So, I’m in recovery from a forced digital detox.
Of late, I seemed to have said it to myself often. New year, new moon – It’s time to log out of work and take a day off social media. Even better, time to log out of life and turn off every device I own. But words can be empty when their promised actions fail to follow. And what will I miss while I’m digitally detoxing away? What if by logging off from my work I miss a massive contract? What if by logging out of my social media I miss a massive party?
Even worse, what if by Iogging out of my life – my life forgets to miss me?
In all honesty, all my devices really boils down to just a crappy iPhone4. While it doesn’t have some know-all random called Siri and it’s camera leaves a lot to be desired, this little pocket of data has been permanently strapped to my person since 2011. With the exception of few rural ventures where for a couple of days, we’ve run away from range, there’s always been a few reassuring bars across the top. Reminding me that I’m safe as I’m well and truly connected. I don’t have to wallow in wonder thanks to wikipedia. My smalls health needs are covered thanks to Dr Google. Last week a friend of mine built a retaining wall with you-tube. The information age is exponentially exploding – taking everyone, including me and my crap iPhone4, with it. I’m on the world wide web through google, FB, instagram… This year, I even tweeted my first tweet.
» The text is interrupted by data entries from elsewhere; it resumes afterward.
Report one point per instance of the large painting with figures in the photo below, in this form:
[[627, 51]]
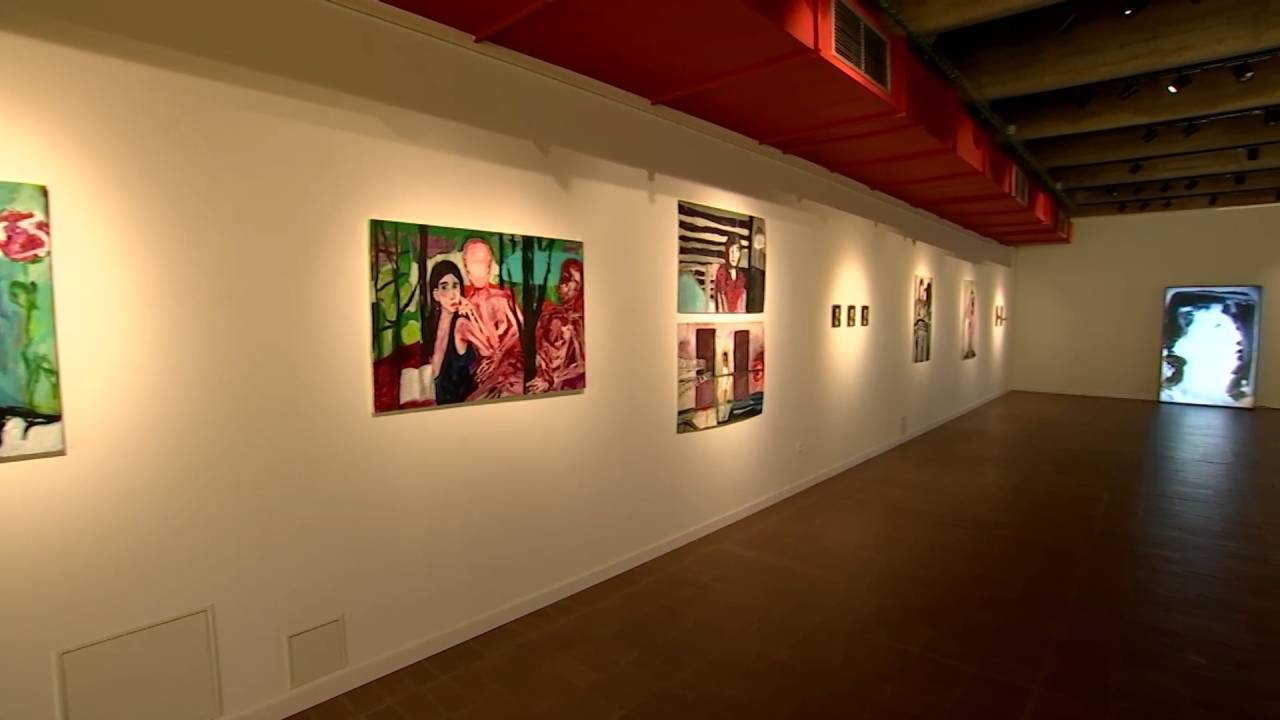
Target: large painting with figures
[[462, 317], [31, 406], [721, 260], [721, 374]]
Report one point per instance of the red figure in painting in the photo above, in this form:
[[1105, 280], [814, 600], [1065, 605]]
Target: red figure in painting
[[501, 372], [731, 281], [561, 352]]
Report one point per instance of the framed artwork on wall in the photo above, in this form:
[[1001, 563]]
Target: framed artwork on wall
[[721, 374], [31, 406], [464, 317], [722, 260], [1210, 350], [922, 322], [968, 320]]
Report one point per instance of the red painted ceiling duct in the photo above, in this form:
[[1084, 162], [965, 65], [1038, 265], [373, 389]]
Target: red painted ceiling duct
[[822, 80]]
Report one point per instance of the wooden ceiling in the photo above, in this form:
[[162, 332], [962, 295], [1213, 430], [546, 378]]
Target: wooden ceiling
[[1082, 87]]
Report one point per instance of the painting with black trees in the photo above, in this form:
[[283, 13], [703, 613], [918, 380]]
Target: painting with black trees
[[462, 315]]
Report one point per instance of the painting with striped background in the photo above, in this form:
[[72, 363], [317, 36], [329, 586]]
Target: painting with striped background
[[721, 260]]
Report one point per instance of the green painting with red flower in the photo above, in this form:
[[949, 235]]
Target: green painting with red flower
[[31, 409]]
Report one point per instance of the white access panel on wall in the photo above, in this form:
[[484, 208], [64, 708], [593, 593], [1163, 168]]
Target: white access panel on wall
[[163, 671]]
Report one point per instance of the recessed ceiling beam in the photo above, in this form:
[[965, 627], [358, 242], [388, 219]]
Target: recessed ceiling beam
[[929, 17], [1170, 168], [1202, 185], [1214, 91], [1104, 45], [1136, 142], [1197, 203]]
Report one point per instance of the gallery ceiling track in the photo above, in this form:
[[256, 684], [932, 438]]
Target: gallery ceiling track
[[823, 80]]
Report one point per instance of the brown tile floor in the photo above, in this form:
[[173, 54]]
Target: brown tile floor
[[1045, 557]]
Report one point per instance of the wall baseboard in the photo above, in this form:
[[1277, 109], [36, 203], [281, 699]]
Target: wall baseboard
[[356, 675]]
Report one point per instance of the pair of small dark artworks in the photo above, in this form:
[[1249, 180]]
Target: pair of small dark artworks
[[850, 315]]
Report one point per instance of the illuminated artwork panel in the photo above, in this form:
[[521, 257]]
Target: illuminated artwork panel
[[1210, 354]]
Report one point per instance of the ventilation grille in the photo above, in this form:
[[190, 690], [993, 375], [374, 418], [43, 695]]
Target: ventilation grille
[[859, 45], [1022, 190]]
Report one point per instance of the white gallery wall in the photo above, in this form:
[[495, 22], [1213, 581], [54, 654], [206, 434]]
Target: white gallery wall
[[1088, 315], [213, 169]]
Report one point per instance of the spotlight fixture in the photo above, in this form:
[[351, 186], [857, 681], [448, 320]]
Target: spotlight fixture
[[1129, 9]]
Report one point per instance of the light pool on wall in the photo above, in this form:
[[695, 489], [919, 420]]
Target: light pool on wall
[[31, 408]]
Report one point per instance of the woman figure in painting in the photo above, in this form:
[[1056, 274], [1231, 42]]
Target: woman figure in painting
[[731, 281], [453, 328], [561, 349]]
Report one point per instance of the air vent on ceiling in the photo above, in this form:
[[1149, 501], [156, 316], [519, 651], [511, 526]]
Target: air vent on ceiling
[[859, 44], [1022, 190]]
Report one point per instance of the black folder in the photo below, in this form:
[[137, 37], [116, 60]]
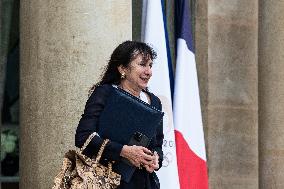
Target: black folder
[[124, 115]]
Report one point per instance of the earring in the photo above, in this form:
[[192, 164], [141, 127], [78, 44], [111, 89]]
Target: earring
[[122, 76]]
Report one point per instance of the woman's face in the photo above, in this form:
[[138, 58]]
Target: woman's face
[[138, 72]]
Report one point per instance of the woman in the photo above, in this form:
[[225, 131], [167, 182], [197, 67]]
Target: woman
[[129, 68]]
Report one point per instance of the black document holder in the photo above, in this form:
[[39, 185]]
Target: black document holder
[[124, 115]]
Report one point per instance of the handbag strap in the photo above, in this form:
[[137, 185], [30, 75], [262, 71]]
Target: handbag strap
[[88, 141], [99, 155]]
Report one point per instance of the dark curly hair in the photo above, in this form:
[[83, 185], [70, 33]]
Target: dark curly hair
[[123, 55]]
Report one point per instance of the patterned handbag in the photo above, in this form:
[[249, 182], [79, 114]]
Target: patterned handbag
[[81, 172]]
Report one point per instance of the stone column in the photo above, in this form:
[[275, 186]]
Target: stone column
[[64, 45], [233, 94], [271, 94]]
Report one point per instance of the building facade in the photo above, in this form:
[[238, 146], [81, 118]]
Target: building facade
[[239, 52]]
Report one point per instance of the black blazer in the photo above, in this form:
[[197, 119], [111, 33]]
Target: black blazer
[[89, 124]]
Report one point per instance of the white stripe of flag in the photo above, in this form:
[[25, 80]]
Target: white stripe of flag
[[153, 33]]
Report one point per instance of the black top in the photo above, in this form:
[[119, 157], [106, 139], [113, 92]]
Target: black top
[[89, 124]]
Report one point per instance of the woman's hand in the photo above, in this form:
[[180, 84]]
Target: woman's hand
[[138, 155], [154, 164]]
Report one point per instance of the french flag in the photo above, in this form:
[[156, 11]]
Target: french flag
[[154, 33], [189, 136]]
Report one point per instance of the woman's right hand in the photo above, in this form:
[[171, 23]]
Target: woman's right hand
[[137, 155]]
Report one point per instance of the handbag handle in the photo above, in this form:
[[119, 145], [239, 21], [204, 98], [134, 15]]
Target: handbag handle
[[99, 155], [88, 141]]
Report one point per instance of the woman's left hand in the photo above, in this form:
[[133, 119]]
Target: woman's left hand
[[154, 165]]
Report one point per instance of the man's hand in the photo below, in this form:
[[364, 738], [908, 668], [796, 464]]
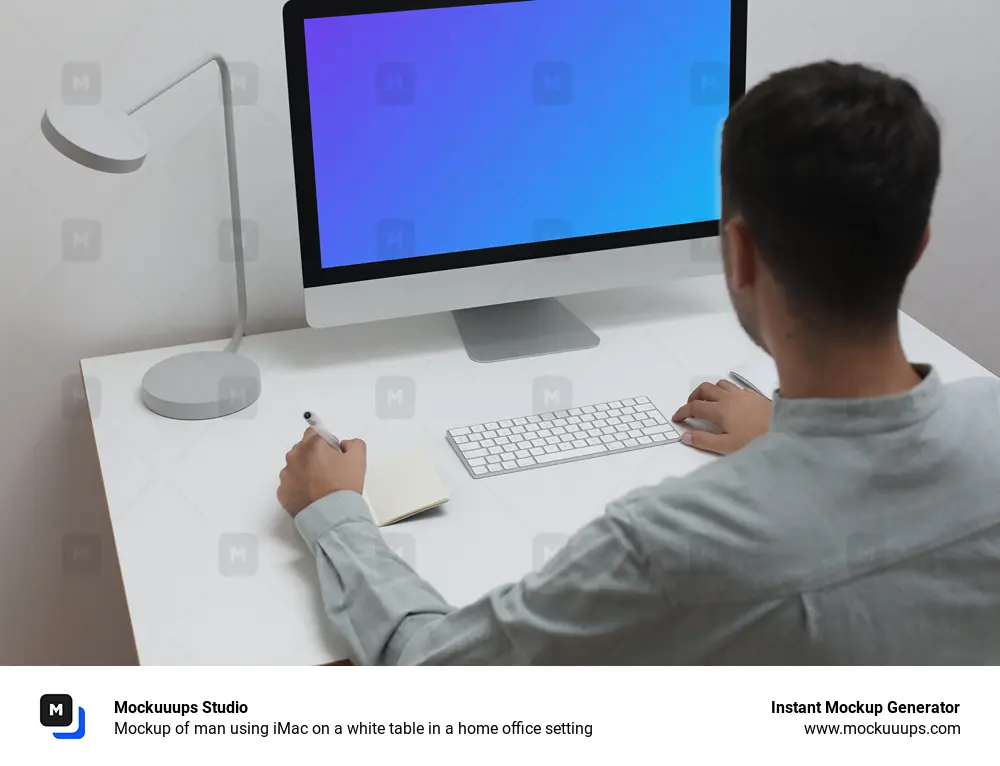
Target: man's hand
[[313, 469], [740, 415]]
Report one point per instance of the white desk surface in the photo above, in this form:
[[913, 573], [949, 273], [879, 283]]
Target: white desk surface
[[175, 488]]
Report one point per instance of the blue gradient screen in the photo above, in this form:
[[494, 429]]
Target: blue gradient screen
[[455, 129]]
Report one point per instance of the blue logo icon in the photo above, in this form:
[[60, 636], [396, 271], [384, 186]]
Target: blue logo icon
[[56, 711]]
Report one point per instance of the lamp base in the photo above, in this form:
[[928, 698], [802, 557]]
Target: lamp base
[[201, 385]]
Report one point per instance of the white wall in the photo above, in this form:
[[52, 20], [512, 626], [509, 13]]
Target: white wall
[[156, 278]]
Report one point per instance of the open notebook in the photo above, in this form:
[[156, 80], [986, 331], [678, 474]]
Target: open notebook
[[402, 487]]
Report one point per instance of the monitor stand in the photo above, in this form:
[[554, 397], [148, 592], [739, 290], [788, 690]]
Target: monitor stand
[[519, 330]]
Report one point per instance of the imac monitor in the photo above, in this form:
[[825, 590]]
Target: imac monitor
[[455, 155]]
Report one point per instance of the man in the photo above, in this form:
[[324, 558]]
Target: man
[[858, 522]]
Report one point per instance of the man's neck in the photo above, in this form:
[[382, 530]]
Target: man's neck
[[810, 367]]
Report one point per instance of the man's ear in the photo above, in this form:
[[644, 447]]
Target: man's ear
[[923, 246], [742, 254]]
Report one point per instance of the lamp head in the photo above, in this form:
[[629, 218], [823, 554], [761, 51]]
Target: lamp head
[[98, 137]]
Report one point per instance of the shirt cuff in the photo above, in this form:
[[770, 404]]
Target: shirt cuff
[[331, 511]]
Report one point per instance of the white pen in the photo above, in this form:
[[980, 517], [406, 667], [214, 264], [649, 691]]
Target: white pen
[[317, 425]]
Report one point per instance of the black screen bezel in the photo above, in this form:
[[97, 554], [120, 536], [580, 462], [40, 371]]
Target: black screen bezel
[[295, 13]]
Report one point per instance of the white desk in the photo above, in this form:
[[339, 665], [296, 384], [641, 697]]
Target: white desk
[[174, 489]]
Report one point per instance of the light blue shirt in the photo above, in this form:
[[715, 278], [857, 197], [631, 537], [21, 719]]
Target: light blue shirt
[[854, 532]]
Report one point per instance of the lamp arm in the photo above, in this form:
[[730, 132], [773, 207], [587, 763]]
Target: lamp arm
[[234, 188]]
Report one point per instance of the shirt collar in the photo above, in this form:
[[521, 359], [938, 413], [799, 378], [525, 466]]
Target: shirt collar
[[855, 417]]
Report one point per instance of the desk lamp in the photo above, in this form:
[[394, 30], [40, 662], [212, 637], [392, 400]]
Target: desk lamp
[[194, 386]]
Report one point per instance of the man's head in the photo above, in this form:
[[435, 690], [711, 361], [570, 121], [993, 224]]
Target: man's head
[[828, 178]]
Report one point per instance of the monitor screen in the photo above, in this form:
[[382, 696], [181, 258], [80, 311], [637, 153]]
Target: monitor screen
[[463, 129]]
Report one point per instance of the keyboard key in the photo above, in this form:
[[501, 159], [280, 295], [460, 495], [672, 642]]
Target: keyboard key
[[658, 430], [583, 452]]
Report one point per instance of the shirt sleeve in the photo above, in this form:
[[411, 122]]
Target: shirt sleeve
[[581, 607]]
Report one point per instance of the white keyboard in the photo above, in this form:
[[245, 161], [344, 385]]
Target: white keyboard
[[521, 444]]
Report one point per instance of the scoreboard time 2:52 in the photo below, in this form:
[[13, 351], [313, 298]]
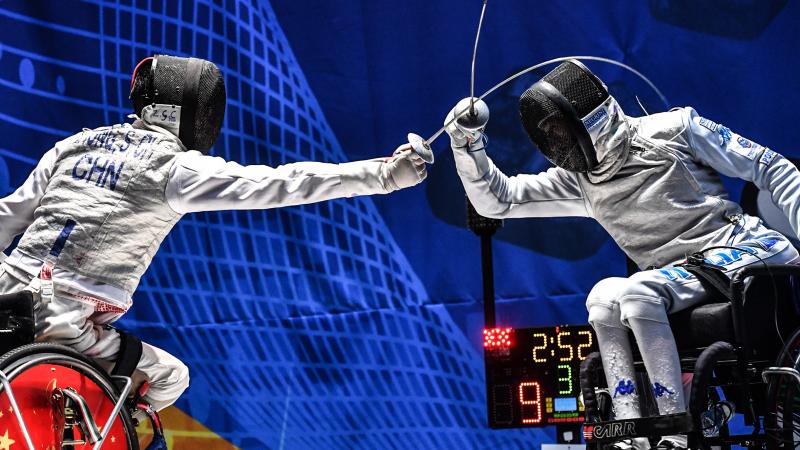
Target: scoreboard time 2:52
[[532, 374]]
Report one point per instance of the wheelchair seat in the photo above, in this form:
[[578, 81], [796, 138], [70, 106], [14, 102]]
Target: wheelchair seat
[[702, 325], [763, 322], [16, 320]]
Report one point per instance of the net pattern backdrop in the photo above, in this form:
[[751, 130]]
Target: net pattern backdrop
[[304, 327]]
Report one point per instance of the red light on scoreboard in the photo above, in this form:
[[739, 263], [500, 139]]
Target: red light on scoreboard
[[498, 338], [530, 399]]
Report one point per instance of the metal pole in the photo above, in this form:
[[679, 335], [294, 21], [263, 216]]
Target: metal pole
[[487, 269]]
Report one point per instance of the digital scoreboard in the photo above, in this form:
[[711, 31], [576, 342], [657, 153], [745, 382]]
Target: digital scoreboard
[[532, 374]]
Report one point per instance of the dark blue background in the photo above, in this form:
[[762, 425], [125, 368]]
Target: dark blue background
[[356, 323]]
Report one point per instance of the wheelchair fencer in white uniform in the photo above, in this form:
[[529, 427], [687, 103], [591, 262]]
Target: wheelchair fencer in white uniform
[[125, 187], [653, 183]]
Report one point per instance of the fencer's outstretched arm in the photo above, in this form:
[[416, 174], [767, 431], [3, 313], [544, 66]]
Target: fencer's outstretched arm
[[205, 183], [16, 210], [553, 193], [735, 156]]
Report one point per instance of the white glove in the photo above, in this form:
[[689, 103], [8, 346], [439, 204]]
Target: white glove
[[403, 169], [460, 137]]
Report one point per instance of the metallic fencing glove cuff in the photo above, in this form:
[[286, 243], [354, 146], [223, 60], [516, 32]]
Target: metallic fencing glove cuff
[[403, 169], [471, 140]]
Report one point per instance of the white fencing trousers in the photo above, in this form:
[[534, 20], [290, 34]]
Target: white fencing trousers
[[77, 325], [641, 304]]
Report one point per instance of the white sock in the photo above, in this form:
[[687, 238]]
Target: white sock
[[660, 355], [615, 349]]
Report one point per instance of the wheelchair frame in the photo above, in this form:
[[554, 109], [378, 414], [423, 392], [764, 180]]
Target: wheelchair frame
[[737, 356]]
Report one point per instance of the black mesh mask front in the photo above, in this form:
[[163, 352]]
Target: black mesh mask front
[[193, 84], [551, 112]]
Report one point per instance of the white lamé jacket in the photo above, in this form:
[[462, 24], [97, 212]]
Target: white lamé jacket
[[657, 190]]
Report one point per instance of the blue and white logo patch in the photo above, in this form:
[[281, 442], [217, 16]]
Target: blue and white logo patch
[[724, 135], [596, 119], [767, 157], [710, 124], [744, 142]]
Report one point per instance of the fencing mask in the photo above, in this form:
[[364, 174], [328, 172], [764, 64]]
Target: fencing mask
[[185, 96], [554, 113]]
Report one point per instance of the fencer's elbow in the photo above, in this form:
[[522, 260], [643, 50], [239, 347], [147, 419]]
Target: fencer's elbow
[[493, 210]]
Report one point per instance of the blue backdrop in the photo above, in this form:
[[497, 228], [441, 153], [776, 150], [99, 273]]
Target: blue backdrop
[[356, 323]]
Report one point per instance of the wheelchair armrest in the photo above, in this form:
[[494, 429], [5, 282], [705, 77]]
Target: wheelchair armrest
[[764, 269]]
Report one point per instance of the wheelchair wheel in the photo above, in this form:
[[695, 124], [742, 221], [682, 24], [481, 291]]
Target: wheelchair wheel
[[34, 371], [782, 419]]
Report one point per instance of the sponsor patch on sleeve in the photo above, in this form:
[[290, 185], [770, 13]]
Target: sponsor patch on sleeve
[[767, 157], [710, 124], [724, 134]]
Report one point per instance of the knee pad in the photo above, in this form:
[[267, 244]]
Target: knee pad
[[639, 302], [602, 302]]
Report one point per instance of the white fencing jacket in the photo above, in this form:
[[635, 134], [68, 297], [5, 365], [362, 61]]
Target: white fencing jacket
[[657, 189], [126, 187]]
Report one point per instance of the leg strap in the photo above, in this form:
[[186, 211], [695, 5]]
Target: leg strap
[[130, 351]]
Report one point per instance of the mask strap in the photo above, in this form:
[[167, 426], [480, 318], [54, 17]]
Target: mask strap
[[191, 88], [136, 70]]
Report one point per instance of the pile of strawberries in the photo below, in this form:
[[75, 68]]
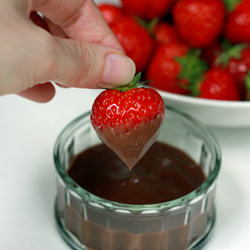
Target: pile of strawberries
[[198, 48]]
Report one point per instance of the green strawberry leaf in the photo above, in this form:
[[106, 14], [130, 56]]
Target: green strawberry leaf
[[229, 51], [231, 4], [148, 25], [133, 84]]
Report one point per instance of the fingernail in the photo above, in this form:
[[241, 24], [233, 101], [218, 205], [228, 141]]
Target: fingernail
[[119, 70]]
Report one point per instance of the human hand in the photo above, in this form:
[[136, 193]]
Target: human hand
[[80, 50]]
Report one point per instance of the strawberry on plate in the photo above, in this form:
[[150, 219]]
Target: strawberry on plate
[[237, 27], [165, 33], [199, 22], [110, 12], [173, 66], [128, 120], [135, 40], [147, 9], [217, 84], [236, 60]]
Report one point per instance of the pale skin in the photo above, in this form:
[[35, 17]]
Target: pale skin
[[79, 51]]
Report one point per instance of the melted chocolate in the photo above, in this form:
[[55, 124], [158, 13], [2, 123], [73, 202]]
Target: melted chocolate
[[163, 174]]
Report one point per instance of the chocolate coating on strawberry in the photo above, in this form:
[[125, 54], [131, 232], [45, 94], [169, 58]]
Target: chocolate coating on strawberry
[[128, 120]]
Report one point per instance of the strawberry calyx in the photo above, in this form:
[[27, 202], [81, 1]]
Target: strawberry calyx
[[229, 51], [231, 4], [192, 69], [135, 83]]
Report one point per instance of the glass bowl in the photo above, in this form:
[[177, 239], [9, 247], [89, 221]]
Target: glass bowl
[[89, 222]]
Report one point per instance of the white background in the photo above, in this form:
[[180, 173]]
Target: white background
[[28, 185]]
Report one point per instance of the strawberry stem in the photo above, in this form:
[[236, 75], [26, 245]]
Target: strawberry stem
[[133, 84], [231, 4]]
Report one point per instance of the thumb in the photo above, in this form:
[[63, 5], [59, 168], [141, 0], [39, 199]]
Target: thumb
[[85, 65]]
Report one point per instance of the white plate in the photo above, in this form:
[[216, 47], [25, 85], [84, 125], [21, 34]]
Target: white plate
[[211, 112]]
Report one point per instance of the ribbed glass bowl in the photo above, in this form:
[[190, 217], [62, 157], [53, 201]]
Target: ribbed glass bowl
[[89, 222]]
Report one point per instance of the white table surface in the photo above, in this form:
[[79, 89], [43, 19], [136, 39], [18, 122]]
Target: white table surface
[[28, 184]]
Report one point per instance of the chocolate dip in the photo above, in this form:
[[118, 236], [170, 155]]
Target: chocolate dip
[[131, 146], [163, 174]]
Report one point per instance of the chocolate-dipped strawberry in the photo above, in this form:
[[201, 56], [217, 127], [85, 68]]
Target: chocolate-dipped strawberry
[[128, 120]]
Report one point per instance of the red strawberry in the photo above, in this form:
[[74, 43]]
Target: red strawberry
[[135, 39], [247, 84], [165, 33], [236, 60], [218, 84], [173, 66], [237, 28], [210, 53], [110, 12], [147, 9], [199, 22], [128, 120]]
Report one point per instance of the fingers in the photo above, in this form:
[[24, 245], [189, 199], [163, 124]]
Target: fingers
[[80, 20], [86, 65], [39, 93]]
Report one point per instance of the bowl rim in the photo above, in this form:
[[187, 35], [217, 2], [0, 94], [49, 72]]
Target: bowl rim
[[112, 205], [204, 102]]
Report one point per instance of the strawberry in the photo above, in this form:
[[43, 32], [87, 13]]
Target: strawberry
[[236, 60], [210, 53], [199, 22], [217, 84], [173, 66], [165, 33], [147, 9], [237, 27], [135, 40], [110, 12], [128, 120]]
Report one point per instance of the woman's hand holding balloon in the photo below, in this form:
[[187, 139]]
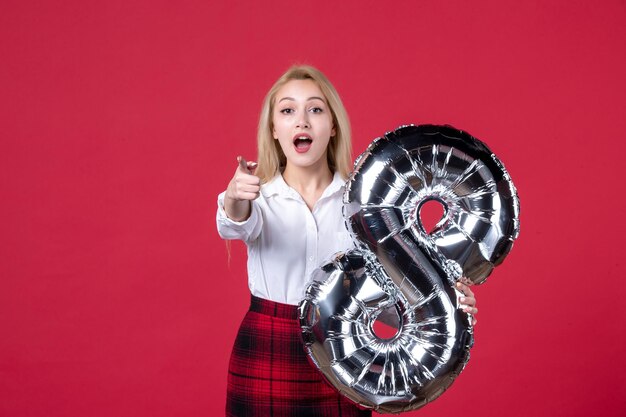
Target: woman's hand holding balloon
[[468, 300]]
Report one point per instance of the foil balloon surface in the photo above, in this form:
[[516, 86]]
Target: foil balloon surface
[[403, 274]]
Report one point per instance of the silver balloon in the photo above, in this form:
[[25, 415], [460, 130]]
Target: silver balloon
[[404, 275]]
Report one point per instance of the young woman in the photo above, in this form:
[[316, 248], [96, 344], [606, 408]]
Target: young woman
[[287, 209]]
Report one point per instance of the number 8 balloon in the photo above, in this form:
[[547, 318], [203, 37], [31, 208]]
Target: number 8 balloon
[[401, 274]]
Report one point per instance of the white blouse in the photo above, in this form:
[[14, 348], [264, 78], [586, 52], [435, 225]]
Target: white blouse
[[286, 241]]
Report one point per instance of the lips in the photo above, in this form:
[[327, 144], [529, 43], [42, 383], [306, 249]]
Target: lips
[[302, 142]]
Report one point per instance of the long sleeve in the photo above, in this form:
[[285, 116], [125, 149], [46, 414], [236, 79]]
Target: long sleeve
[[246, 230]]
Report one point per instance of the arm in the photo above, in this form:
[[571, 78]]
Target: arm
[[237, 217], [242, 189]]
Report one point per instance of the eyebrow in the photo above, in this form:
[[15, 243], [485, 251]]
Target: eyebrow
[[308, 99]]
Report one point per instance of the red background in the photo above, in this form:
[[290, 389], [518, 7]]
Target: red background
[[120, 122]]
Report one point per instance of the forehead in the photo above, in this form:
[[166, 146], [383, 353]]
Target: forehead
[[300, 90]]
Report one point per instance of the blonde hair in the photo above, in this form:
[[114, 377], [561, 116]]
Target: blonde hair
[[271, 158]]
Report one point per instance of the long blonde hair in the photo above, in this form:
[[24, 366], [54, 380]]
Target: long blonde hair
[[271, 158]]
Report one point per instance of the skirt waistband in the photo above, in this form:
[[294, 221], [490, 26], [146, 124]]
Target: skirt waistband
[[274, 309]]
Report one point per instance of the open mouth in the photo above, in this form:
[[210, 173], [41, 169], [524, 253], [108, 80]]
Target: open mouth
[[302, 143]]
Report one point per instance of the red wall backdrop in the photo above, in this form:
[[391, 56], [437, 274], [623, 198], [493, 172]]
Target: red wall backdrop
[[120, 122]]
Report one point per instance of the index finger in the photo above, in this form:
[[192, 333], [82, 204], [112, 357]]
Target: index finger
[[243, 165]]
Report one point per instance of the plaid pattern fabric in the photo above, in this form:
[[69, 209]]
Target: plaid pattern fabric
[[269, 373]]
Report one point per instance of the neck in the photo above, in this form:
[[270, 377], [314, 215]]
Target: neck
[[304, 179]]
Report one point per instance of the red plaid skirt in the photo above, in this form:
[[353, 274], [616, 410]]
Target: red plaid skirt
[[269, 373]]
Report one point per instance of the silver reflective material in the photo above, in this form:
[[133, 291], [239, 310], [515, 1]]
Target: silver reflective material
[[403, 275]]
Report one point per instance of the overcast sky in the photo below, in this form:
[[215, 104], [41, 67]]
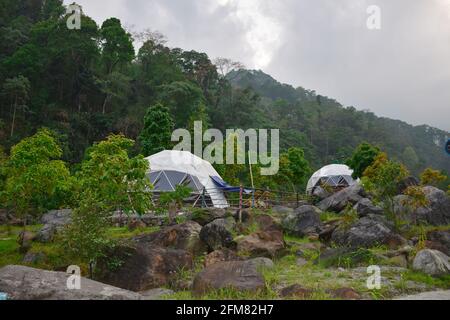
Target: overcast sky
[[401, 71]]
Even though I don’t understand the concept of this media avenue at all.
But all this stopped when my universe imploded on Tuesday. Because I dropped my iphone4 somewhere between my kitchen table and the incoming tide of 13th beach. In the hours of searching, I tried financial incentive. Two dollars to any small hand that found my small phone. This is big money in our world as you can get a lot at the local op-shop with a gold coin. Even more things with two.
The hours drifted away as my achey gut began to tell me:
My digital life-line connection had been severed because my iphone4 had been taken by the sea.
Hours of phone calls to India and 10 passwords later; my outgoing number was disabled, my incoming calls were diverted and my iphone4 officially lost. No calls out. No calls in. No sound of my pocket data at all.
I spent over 48hours in enforced digital detox. The first half was kinda excruciating. But as the hours drifted across the skyline, I started to open and lift my eyes.
Think standing backbends, seated twists and antar mouna (inner silence).
There’s a thick and heavy feeling that sits in you when you’ve lost something you’re deeply connected to. Whether it’s something you built, something you bought or for me, something that was sort of both. I’d bought a phone with a promise from a dude with a drawl in California. He told me my life would be a million percent better and into this promise I began building a connection outwards. Only to realise when the phone was taken from me and the promise was broken, that my outwards connection had started to silently absorb me. And disconnect from a space inwards. Simply put – I wasn’t paying enough attention.
In the public health world, we say – crisis causes change. That is, intrinsic behaviour changes only when your hand is forced. Those that have heart scares start exercising. Those that have diabetes scares stop sugar. For me, I had to stop using my iphone4. Meaning initially, I was scared of the 4 years of contacts and connections I’d lost –
Until I started looking up to remember the lifetime of contacts and connections I had.
In looking up from my empty hands devoid of my one-dimensional, single pointed screen – I saw the cheeky humour in my young lad’s heart. I saw the generous spirit of my feisty middle red. I saw the searching eyes of my eldest wise one. I saw old friends and new friends as well as my lover who was tired and worn. In looking up, I remembered the texture and the flavour of my world. We began playing together. We charged rock pools and smashed blueberries. We licked Scandinavian ice-cream as it melted down sticky hands. I connected back into the database of a summer with my family. While savouring in the love and life of close friends.
Two days without a phone offered me a chance to deconstruct the barriers that had unconsciously started to build around me. Forgetting my fear of missing out on digital life forced me to re-connect with the fullness of my life as it is apparent now. While letting go of “what if”, I was reminded of the reality of “what is.” And now, through the generous spirit of a beautiful yogi student of mine – I’m reconnected to the virtual world via a fancy iphone5. It has a magic place called a cloud where all your virtual contacts can stay forever. It has a screensaver with a leaf that doesn’t tempt me to check what has been said or what I may have missed. It has an off button at the top which I have started to press regularly.
So I can look up and remember the real contacts I have in my world now.